Talks turn to war and planes and foreign lands.
Stories are told and told again,
reweaving the threadbare fabric of the past.
Mending one more time the banner of their youth.

They hear the vibrations, feel the shudder of metal
as propellers whine and swirl, and planes come to life.
These birds with fractured wings can see beyond the mist of clouds,
and they are in the air again, chasing the wind,
feeling the exhilaration of flight, close to the heavens,
the wild and blue yonder of their anthem.

Dead comrades hearing their names spoken,
wanting to share in this time, if only in spirit,
move silently among them.
Their presence is felt and smiles appear beneath misty eyes.
Each, in his own way, may wonder whose will be absent another year.

The room grows quiet for a time.
Suddenly an ember flames to life.
Another memory burns.
The talk may turn to wars and other men.
and of futility.
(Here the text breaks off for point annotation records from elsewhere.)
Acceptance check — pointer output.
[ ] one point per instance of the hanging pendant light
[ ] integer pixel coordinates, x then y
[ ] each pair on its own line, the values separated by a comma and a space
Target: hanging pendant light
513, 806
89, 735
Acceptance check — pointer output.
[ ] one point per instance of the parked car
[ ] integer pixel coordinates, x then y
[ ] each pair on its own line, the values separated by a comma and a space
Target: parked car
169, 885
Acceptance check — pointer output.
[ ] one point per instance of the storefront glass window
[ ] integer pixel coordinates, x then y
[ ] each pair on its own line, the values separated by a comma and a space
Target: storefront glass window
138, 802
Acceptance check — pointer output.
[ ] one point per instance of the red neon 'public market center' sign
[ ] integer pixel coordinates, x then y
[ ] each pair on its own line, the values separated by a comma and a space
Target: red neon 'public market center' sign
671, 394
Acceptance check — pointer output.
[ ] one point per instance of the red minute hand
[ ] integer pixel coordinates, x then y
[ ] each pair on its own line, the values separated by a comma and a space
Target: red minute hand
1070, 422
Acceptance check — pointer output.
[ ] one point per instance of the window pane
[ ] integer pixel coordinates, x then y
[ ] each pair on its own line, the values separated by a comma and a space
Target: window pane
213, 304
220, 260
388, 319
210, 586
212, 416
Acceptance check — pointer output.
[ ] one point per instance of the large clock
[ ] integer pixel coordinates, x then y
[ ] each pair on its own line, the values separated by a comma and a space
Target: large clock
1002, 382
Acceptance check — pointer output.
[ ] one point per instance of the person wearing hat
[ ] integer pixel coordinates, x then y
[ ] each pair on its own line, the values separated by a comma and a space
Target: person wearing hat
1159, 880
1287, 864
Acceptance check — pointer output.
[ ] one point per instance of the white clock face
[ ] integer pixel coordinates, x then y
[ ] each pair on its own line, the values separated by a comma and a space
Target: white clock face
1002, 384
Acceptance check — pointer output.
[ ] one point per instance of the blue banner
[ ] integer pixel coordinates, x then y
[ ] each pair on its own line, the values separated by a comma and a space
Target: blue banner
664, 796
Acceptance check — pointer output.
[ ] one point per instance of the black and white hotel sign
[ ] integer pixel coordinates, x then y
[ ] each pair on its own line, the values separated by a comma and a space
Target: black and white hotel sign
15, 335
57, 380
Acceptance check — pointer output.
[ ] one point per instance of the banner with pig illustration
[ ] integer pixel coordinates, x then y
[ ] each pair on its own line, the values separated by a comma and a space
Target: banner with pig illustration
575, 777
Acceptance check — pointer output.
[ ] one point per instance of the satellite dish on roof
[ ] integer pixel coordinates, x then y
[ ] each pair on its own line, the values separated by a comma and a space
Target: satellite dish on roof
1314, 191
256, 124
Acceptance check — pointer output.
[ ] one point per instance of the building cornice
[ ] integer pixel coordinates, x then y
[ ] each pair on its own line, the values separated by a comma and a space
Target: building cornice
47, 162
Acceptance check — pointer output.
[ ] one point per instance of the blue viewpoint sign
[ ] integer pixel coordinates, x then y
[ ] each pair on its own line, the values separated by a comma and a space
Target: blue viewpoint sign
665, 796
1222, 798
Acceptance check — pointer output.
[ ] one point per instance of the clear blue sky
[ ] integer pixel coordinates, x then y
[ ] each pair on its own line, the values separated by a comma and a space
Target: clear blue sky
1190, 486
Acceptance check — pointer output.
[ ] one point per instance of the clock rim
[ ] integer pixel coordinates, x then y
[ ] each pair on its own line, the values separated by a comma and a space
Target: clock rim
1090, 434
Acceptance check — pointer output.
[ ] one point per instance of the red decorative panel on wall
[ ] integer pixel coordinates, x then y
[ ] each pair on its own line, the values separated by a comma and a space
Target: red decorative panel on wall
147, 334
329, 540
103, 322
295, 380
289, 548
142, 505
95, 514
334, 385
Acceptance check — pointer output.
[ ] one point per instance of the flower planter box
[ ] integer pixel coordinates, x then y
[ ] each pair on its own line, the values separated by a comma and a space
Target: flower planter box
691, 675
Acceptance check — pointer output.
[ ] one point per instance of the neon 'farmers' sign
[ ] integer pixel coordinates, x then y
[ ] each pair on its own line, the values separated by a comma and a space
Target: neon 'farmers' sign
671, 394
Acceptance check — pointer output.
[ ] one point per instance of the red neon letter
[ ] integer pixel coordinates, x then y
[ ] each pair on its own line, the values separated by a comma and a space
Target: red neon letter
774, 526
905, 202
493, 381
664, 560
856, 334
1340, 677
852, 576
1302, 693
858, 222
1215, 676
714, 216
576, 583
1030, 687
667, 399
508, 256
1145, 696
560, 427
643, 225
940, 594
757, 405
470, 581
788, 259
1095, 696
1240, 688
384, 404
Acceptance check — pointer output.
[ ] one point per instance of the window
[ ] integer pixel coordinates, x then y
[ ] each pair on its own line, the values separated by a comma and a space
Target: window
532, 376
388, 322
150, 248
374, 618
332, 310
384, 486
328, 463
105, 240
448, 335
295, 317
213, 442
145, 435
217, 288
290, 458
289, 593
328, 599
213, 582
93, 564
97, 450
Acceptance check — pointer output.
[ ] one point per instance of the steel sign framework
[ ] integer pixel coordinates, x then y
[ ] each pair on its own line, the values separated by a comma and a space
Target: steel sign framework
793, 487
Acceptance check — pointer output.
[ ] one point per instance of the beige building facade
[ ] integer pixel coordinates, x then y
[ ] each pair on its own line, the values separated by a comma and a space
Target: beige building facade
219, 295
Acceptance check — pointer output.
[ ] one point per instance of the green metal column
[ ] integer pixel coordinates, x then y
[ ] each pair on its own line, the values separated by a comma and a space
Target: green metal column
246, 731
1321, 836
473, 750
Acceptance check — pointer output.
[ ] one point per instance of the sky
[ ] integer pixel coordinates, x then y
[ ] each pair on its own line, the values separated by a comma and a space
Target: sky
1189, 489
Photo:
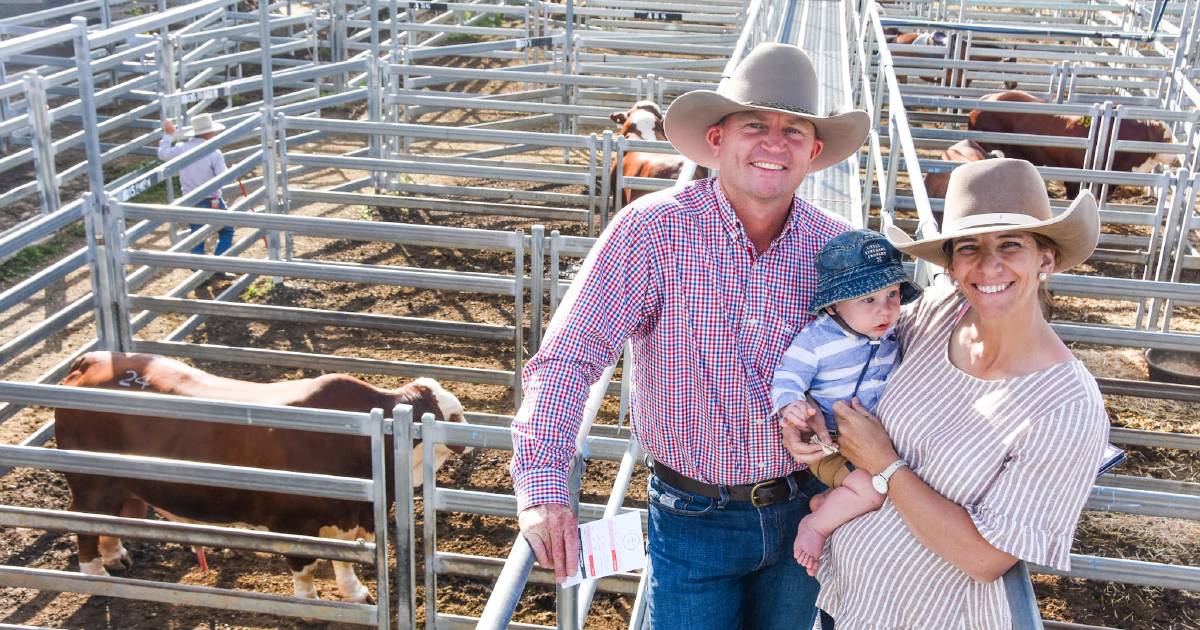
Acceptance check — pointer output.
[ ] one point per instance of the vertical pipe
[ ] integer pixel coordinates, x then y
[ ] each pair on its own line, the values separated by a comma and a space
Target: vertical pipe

SO, this is how it goes.

The past is ever present.
In their ceremonies, the allegiances, the speeches.
and the prayers, one cannot but hear the deep
eternal love of country they will forever share.

Finally it is time to leave.
Much to soon to set aside this little piece of yesterday,
but the past cannot be held to long for it is fragile.

They say “Farewell… See you next year, God Willing”,
breathing prayers for one another.
Each keeping a little of the other with him forever.